Tuesday, September 28, 2004

Pedophiliac Priests

Recently I’ve been exchanging comments with some of the regulars on Catholic Sensibility, which looks to be run by a fellow named “Todd”. Todd strikes me as disgruntled with the Catholic Church with respect to the sexual abuse scandals that have been plaguing the news for some years now. On two of his recent posts (“Deal's not done” and “Abortion-Communion confluence”) he makes reference to pedophile priests and indicates that priests and/or bishops are inept and financially incompetent. Let’s focus on the pedophilia accusations.

It disturbs me that someone who is ostensibly a faithful Catholic is so willing to accept the popular opinion that all Catholic priests are suspects for pedophilia, or even that a large portion of priests are pedophiles. I can understand this attitude coming from avowed leftists and anti-Catholics, but someone who professes Catholicism should be willing to research the issue with various sources before condemning, or appearing to condemn, all our priests with such a horrible crime.

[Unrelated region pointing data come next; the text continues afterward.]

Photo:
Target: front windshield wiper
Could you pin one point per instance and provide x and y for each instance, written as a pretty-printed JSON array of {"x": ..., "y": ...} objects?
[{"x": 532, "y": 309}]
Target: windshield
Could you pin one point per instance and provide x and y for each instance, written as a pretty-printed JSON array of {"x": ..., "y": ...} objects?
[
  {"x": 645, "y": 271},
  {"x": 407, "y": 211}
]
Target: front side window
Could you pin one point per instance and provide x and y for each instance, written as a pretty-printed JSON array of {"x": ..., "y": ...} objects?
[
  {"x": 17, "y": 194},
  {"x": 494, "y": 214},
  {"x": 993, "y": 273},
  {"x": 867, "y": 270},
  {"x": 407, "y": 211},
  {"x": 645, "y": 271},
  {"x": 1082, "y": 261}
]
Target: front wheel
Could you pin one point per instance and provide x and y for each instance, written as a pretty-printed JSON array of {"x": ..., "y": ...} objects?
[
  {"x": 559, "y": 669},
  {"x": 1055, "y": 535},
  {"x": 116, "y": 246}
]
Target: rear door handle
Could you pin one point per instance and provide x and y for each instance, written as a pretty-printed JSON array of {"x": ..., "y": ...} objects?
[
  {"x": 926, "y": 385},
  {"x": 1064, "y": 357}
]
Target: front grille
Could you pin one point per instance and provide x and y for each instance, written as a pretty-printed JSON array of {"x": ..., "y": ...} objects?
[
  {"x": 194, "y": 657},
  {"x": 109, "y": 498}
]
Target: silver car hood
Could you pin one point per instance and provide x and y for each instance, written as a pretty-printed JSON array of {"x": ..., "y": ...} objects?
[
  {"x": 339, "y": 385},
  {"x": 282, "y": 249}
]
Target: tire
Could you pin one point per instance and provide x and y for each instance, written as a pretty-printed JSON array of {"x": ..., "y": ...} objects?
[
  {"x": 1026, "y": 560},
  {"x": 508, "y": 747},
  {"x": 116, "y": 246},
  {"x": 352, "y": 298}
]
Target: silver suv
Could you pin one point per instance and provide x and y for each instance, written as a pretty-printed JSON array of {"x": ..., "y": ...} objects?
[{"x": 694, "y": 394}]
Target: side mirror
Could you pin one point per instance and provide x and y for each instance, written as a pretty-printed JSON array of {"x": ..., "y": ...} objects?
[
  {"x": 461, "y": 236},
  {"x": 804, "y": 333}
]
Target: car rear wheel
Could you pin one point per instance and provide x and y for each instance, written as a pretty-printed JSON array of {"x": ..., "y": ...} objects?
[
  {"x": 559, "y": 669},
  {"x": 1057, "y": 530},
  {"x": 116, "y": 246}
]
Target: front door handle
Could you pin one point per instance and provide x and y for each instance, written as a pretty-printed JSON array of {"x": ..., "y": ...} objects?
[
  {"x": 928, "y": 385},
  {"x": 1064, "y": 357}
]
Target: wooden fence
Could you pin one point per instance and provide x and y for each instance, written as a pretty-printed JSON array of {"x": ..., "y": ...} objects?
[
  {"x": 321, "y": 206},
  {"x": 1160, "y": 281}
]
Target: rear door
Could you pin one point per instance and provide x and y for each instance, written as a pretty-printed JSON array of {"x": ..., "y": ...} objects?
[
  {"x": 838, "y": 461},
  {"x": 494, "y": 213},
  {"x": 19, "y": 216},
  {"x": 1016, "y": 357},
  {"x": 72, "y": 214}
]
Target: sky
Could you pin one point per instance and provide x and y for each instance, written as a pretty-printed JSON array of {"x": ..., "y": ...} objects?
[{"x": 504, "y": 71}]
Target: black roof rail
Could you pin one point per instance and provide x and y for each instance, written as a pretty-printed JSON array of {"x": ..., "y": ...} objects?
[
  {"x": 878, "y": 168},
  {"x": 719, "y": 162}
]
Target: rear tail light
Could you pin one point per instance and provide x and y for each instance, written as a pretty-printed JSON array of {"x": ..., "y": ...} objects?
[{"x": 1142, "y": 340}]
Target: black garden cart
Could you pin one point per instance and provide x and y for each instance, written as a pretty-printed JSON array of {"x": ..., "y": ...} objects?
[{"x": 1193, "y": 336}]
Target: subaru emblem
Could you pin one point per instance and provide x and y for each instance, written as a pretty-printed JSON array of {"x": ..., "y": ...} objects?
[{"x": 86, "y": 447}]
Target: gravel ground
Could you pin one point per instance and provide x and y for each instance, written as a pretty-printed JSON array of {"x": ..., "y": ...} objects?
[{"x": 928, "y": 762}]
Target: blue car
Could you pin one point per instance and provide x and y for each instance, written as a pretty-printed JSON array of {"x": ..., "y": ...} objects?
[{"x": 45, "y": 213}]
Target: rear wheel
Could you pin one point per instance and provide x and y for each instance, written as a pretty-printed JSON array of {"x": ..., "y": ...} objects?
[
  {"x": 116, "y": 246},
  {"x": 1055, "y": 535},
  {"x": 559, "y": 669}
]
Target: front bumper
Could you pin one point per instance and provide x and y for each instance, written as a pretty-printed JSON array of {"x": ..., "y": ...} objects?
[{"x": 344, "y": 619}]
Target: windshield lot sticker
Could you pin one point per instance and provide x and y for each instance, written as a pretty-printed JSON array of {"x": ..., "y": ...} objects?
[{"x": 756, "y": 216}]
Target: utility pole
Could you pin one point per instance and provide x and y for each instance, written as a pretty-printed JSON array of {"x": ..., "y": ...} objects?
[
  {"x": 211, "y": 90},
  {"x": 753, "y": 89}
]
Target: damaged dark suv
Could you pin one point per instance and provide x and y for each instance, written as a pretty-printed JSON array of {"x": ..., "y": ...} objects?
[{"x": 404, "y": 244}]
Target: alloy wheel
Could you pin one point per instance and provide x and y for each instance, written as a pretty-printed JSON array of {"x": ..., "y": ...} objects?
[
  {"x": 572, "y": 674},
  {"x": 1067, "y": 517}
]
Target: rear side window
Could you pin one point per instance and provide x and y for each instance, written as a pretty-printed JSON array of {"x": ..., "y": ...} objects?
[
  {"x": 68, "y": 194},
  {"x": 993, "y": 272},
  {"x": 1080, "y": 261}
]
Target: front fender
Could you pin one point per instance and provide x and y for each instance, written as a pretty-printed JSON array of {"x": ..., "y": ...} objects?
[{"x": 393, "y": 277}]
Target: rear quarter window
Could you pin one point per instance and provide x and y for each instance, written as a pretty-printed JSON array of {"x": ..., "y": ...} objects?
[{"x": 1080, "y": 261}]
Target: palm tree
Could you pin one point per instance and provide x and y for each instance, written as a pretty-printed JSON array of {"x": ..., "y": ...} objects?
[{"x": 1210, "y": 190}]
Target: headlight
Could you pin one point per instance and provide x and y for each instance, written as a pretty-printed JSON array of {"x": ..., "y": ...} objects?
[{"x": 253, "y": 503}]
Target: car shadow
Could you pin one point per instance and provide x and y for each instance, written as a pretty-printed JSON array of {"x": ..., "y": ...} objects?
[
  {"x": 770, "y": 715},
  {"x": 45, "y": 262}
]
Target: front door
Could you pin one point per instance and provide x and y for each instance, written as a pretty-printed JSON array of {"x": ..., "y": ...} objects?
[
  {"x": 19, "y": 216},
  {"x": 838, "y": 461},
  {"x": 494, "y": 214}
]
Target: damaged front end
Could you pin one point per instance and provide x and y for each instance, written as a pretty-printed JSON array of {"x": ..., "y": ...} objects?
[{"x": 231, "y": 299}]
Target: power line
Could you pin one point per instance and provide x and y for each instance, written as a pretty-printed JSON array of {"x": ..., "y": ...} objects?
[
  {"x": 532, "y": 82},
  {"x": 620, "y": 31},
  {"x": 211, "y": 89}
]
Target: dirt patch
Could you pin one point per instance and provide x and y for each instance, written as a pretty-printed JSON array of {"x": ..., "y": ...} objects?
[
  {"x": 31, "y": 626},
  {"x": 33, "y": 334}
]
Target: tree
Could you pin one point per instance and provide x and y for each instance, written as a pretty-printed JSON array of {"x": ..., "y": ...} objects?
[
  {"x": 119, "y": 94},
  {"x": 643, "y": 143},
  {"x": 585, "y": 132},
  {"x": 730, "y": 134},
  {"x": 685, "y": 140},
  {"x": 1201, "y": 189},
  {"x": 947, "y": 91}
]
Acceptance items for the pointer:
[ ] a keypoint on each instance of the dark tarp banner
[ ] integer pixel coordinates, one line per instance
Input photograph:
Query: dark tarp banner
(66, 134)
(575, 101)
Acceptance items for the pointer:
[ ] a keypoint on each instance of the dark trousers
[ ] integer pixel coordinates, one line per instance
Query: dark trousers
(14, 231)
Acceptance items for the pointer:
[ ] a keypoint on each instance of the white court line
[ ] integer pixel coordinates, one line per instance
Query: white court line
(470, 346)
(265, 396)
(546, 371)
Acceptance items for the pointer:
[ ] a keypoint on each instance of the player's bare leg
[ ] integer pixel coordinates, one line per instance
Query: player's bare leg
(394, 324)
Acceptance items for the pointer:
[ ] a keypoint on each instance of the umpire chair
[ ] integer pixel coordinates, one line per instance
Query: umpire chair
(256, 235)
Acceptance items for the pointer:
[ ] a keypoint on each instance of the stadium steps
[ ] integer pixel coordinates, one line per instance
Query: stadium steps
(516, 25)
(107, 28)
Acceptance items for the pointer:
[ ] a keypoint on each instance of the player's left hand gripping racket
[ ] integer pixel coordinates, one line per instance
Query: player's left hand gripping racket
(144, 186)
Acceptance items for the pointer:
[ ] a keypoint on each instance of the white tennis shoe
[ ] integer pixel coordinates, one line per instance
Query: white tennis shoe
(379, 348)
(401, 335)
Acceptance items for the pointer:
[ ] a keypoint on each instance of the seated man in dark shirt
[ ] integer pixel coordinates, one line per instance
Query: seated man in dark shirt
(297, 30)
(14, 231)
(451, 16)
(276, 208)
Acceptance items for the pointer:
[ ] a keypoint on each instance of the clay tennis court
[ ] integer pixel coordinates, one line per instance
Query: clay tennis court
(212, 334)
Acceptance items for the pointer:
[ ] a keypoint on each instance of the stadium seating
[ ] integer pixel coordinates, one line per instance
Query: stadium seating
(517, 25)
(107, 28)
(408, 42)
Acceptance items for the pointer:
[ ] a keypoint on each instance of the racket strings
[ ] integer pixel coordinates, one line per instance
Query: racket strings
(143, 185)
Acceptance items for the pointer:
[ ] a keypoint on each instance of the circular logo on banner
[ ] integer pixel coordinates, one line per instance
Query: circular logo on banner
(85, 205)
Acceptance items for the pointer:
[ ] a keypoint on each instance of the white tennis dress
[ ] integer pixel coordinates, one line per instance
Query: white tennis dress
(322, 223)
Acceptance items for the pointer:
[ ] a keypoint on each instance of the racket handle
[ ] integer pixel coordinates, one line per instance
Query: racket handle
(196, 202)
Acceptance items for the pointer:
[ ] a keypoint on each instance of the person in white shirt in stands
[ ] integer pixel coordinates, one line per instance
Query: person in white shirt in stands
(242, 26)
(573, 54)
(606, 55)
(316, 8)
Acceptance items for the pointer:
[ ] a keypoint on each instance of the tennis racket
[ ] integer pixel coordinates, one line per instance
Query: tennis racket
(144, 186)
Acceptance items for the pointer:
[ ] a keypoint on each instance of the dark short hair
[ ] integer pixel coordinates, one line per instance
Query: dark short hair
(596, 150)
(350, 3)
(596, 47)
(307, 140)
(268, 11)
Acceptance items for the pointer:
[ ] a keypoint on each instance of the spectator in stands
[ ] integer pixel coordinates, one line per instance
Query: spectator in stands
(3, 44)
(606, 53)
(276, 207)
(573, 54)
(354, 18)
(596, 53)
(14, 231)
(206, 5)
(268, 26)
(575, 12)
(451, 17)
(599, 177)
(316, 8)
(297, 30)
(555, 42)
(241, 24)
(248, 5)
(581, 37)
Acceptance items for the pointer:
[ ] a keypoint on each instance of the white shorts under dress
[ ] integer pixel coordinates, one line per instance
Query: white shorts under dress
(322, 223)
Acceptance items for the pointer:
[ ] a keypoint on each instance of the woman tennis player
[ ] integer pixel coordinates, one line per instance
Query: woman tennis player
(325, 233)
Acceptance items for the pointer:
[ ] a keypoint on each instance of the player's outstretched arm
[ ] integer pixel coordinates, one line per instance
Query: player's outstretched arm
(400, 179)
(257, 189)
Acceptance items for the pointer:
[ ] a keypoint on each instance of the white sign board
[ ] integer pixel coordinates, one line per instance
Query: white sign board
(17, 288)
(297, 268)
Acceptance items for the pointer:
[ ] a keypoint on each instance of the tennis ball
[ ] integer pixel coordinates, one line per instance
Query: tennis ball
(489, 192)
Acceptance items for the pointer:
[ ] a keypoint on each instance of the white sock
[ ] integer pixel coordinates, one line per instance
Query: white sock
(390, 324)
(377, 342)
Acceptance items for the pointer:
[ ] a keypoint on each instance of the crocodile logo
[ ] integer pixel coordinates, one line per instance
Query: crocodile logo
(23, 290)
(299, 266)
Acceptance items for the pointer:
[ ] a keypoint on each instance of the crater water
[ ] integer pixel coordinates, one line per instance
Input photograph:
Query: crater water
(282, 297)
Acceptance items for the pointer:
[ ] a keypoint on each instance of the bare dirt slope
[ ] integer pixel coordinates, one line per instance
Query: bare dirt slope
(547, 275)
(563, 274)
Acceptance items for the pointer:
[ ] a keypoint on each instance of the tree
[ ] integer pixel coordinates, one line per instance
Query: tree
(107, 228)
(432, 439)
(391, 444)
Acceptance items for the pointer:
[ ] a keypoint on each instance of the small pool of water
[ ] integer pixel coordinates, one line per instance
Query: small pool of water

In the article referenced through the title of this post, Anne A. Simpkinson explores the myth that Catholic priests hold a near-monopoly on sexual abuse. Her research of studies on sexual misconduct reveals that clergy of all faiths have their share in crimes of sexual misconduct. The Hartford Institute for Religion Research did a study on sexual misconduct in the clergy of various faiths and found that not only are Catholic priests not the only guilty parties in this area, but that the vast majority of sexual misconduct involves heterosexual relations between adults.
But what about those 122 cases (23% of all the congregations these ministers had served) where some sort of sexual indiscretion caused a rupture between pastor and congregation? The vast majority involved affairs between consenting – but not married – adults. In most cases one or both of the offending parties was married to someone else.
This article by the Catholic League sheds even more light on the situation. What should be noted is that coaches, teachers, and psychologists also have significant rates not only of sexual misconduct, but also of covering up these incidents. Catholics are not alone in committing these misdeeds. This is a well documented report that cites several non-Catholic sources.

The conclusions of these articles indicate that priests who sexually abuse minors are in a very small minority, and of that small minority, a very small minority are actual “pedophiles”. This quote from “Soul Betrayal (Simpkinson) explains.
Additionally, only about one-third of priests who sexually abuse youngsters are pedophiles (that is, they molest a prepubescent child). The rest sexually abuse adolescents, generally boys. The precise clinical term for their behavior is ephebophilia.
Because of institutions’ natural desire to protect their own, hard numbers are difficult to come by. This is true for religious (including non-Catholic) and secular organizations. There is enough evidence available to indicate that the presence of pedophilia is not nearly as widespread within the Catholic Church as popularly believed, however, and that Catholic religious, by proportion, do not constitute the majority of perpetrators of these crimes.

Catholics should be more willing not only to better understand the disastrous effects of sexual abuse of children, but also to take a harder look at any accusations leveled against our clergy. The benefits of this are twofold. The first is that we are less quick to blindly believe accusations against our leaders. The second is that we will be more certain to oust those who are in fact guilty of these crimes.